Idea: pub(impl) visibility modifier on methods

Idea: pub(impl) Visibility Modifier on Methods

The Problem

I find myself often in need of utility methods for single or a small set of methods. However, I usually find it disturbing that theoretically other methods could call those utility methods and that I am in need of docs to make sure they are not called out of place from within the other methods of the same type.

Current "Solutions" and their Problems

  • Create new submodule to encapsulate those utility methods and their purposeful users:
    • Inline submodules create a lot of indentation.
    • Out-of-line submodules require yet another file.
    • Both above solutions create a lot of friction in a code base and I usually try to avoid them.
  • Nested inner functions:
    • Nested functions of methods can be used to create utility functions that can only be used within that function. However, it is not possible to share those inner functions between a (small) set of user functions.
    • Furthermore nested inner functions are ... functions and not methods which again causes lots of friction.
    • Causes a lot of unnecessary indentation.
  • Using closures:
    • This is very similar to the above nested inner functions but with the difference of capturing state among which can be self itself. Closures for this purpose however, come with their own set of problems.

The Solution (?)

Now I thought: How cool would it be to have a pub(impl) visibility modifier that you could put on methods to be only visible within the same impl block? Then I could group methods and their utilities in the same impl block and be fine with it. It would perfectly fit into the design along pub(crate), pub(super), pub(path) etc. and also make impl blocks even more versatile.

Was there already such a proposal? How do you like this idea? Are there any problems with it that I do not yet see? Is it RFC worthy?

This is something I've wanted on occasion. It fits in nicely with restrictions. By the end of the year I hope to have the implementation split up such that it can be reviewed more incrementally, as that's the holdup.

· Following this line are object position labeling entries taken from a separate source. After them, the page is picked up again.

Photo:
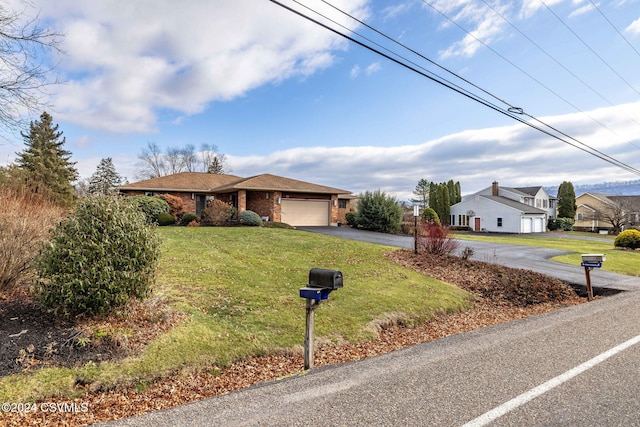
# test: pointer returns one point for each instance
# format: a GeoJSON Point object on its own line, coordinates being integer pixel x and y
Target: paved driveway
{"type": "Point", "coordinates": [525, 257]}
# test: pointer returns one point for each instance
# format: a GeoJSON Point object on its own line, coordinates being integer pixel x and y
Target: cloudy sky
{"type": "Point", "coordinates": [279, 94]}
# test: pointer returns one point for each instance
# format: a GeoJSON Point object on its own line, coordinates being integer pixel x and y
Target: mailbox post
{"type": "Point", "coordinates": [321, 283]}
{"type": "Point", "coordinates": [589, 262]}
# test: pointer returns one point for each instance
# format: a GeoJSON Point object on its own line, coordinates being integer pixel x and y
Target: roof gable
{"type": "Point", "coordinates": [279, 183]}
{"type": "Point", "coordinates": [207, 182]}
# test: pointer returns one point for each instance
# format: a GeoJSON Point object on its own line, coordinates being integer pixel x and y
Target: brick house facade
{"type": "Point", "coordinates": [304, 203]}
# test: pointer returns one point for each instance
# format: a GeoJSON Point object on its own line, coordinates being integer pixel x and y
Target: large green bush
{"type": "Point", "coordinates": [98, 258]}
{"type": "Point", "coordinates": [564, 224]}
{"type": "Point", "coordinates": [378, 212]}
{"type": "Point", "coordinates": [628, 239]}
{"type": "Point", "coordinates": [250, 218]}
{"type": "Point", "coordinates": [152, 207]}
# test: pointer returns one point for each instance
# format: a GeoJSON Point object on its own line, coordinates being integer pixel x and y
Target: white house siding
{"type": "Point", "coordinates": [489, 209]}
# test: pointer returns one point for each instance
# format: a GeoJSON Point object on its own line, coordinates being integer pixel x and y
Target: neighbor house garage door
{"type": "Point", "coordinates": [305, 212]}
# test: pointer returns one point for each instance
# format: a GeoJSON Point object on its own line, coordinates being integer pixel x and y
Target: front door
{"type": "Point", "coordinates": [201, 201]}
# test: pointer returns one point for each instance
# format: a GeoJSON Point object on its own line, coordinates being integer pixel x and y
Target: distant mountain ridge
{"type": "Point", "coordinates": [618, 188]}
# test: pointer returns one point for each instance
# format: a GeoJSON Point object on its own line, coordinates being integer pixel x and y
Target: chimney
{"type": "Point", "coordinates": [494, 189]}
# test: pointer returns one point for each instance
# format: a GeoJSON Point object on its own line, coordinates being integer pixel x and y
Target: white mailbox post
{"type": "Point", "coordinates": [589, 262]}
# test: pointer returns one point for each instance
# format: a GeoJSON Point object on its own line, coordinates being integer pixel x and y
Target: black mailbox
{"type": "Point", "coordinates": [329, 279]}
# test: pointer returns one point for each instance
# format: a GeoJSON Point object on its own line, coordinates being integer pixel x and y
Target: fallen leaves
{"type": "Point", "coordinates": [502, 294]}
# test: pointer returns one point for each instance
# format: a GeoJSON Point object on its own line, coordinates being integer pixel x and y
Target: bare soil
{"type": "Point", "coordinates": [30, 339]}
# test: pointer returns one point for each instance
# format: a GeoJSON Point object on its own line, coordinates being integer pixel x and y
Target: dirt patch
{"type": "Point", "coordinates": [502, 294]}
{"type": "Point", "coordinates": [30, 337]}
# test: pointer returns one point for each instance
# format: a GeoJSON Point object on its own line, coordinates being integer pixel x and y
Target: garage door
{"type": "Point", "coordinates": [305, 212]}
{"type": "Point", "coordinates": [538, 225]}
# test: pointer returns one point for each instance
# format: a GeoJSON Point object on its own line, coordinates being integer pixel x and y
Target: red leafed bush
{"type": "Point", "coordinates": [176, 205]}
{"type": "Point", "coordinates": [434, 239]}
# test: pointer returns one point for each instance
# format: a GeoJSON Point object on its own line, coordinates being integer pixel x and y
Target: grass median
{"type": "Point", "coordinates": [618, 260]}
{"type": "Point", "coordinates": [239, 290]}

I think offering this functionality might be bad for the language, because it would encourage users to write methods that don't need to be methods, and as a consequence,

  • run into borrow checking problems due to borrowing all of self when not necessary
  • stick too hard to “object-oriented” design where everything is associated with one type, rather than freely using many functions and incidental structs.

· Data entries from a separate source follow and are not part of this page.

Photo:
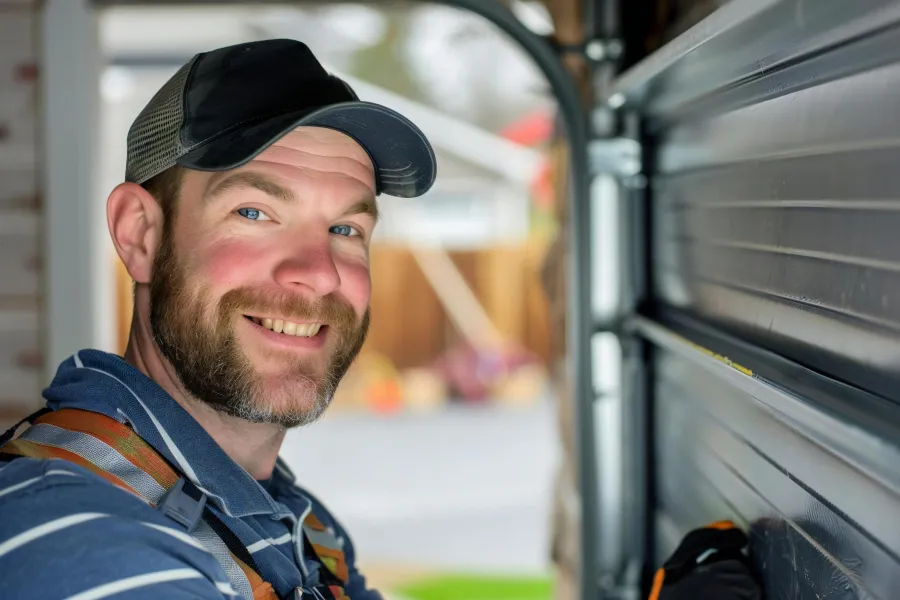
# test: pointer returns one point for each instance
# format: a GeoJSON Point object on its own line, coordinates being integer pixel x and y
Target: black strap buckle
{"type": "Point", "coordinates": [184, 503]}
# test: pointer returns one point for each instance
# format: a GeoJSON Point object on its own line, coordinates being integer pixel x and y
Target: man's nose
{"type": "Point", "coordinates": [309, 263]}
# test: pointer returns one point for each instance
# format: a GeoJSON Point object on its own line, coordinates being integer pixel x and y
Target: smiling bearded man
{"type": "Point", "coordinates": [197, 336]}
{"type": "Point", "coordinates": [245, 221]}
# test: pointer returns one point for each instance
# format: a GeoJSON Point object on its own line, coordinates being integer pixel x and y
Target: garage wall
{"type": "Point", "coordinates": [21, 290]}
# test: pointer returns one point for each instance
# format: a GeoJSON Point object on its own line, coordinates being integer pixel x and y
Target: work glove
{"type": "Point", "coordinates": [708, 565]}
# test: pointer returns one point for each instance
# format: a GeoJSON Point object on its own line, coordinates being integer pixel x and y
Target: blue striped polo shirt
{"type": "Point", "coordinates": [68, 533]}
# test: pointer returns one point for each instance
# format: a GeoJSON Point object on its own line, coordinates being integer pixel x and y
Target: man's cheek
{"type": "Point", "coordinates": [229, 265]}
{"type": "Point", "coordinates": [357, 287]}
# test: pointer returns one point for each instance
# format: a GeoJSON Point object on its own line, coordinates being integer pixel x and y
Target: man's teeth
{"type": "Point", "coordinates": [289, 327]}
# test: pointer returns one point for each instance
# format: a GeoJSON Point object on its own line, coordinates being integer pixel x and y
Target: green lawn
{"type": "Point", "coordinates": [468, 587]}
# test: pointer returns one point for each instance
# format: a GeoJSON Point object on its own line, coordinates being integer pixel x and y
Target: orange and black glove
{"type": "Point", "coordinates": [709, 564]}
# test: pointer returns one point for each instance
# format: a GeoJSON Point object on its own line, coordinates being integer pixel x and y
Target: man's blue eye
{"type": "Point", "coordinates": [345, 230]}
{"type": "Point", "coordinates": [250, 213]}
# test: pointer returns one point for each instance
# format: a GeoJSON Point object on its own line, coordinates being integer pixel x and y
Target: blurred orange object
{"type": "Point", "coordinates": [385, 396]}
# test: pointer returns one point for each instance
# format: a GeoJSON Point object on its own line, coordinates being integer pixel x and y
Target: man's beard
{"type": "Point", "coordinates": [213, 368]}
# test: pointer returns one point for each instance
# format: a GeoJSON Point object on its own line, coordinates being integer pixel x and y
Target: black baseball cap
{"type": "Point", "coordinates": [224, 107]}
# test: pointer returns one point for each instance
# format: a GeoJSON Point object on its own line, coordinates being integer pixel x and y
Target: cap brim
{"type": "Point", "coordinates": [405, 165]}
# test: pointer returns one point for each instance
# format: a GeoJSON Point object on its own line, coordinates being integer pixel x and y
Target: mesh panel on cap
{"type": "Point", "coordinates": [153, 141]}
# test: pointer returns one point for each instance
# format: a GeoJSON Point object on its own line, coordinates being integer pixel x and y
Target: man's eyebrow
{"type": "Point", "coordinates": [251, 180]}
{"type": "Point", "coordinates": [364, 207]}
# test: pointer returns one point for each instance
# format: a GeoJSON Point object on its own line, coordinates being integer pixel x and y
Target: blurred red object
{"type": "Point", "coordinates": [471, 373]}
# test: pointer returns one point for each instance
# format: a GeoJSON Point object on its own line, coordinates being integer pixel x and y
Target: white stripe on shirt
{"type": "Point", "coordinates": [253, 548]}
{"type": "Point", "coordinates": [46, 529]}
{"type": "Point", "coordinates": [137, 581]}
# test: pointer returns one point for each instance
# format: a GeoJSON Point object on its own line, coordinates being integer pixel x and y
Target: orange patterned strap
{"type": "Point", "coordinates": [114, 452]}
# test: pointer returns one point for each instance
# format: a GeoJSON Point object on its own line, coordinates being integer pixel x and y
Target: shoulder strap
{"type": "Point", "coordinates": [115, 452]}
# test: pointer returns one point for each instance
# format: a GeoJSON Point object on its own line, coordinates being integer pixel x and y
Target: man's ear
{"type": "Point", "coordinates": [135, 222]}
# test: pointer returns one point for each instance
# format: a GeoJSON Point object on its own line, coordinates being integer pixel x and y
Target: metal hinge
{"type": "Point", "coordinates": [617, 156]}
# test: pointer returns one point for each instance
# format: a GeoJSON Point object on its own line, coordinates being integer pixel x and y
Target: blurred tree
{"type": "Point", "coordinates": [385, 64]}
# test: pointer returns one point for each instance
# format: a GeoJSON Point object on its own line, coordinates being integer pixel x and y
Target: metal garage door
{"type": "Point", "coordinates": [773, 131]}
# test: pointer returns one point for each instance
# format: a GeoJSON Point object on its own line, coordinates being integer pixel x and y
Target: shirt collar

(Of course, non-method associated functions exist, but it's not obvious to the beginner that there's actual value in using the more verbose and strange Self::foo() calls.)

I think it's important to use and appreciate free functions, and to not try to narrow down privacy to at or below a single type, because many things in Rust are best done by using many types to create one abstraction, and anything which adds friction to adding another type (such as needing to increase the visibility of something to make it visible in the module) will hurt that workflow.

That said, I do see the value of being able to write a narrow-scoped helper function next to the functions or methods it uses. I'm just not sure this outweighs the disadvantages.

5 Likes

I think it's unnecessarily precise, and overly cautious.

There was a lot of discussion about similar need to restrict visibility within crates that lead to pub(in module) syntax, which ended up being very rarely used, and that was for crate-wide visibility, not even same-file visibility.

I think in practice such small utility functions will have very specific functionality that won't be useful outside of their single purpose anyway, so the risk of accidental over-reuse is low. Module visibility is still a pretty small scope, so you'd need to have really big and hairy modules to lose track of usage within a single file. You can still deal with this with good naming of the functions, and if in doubt, check uses with rust-analyzer.

2 Likes

I do kind of wish there was a scope that was “visible in this module but not submodules” for these kinds of helpers, but I understand that that breaks the idea that refactoring into a submodule is a free action.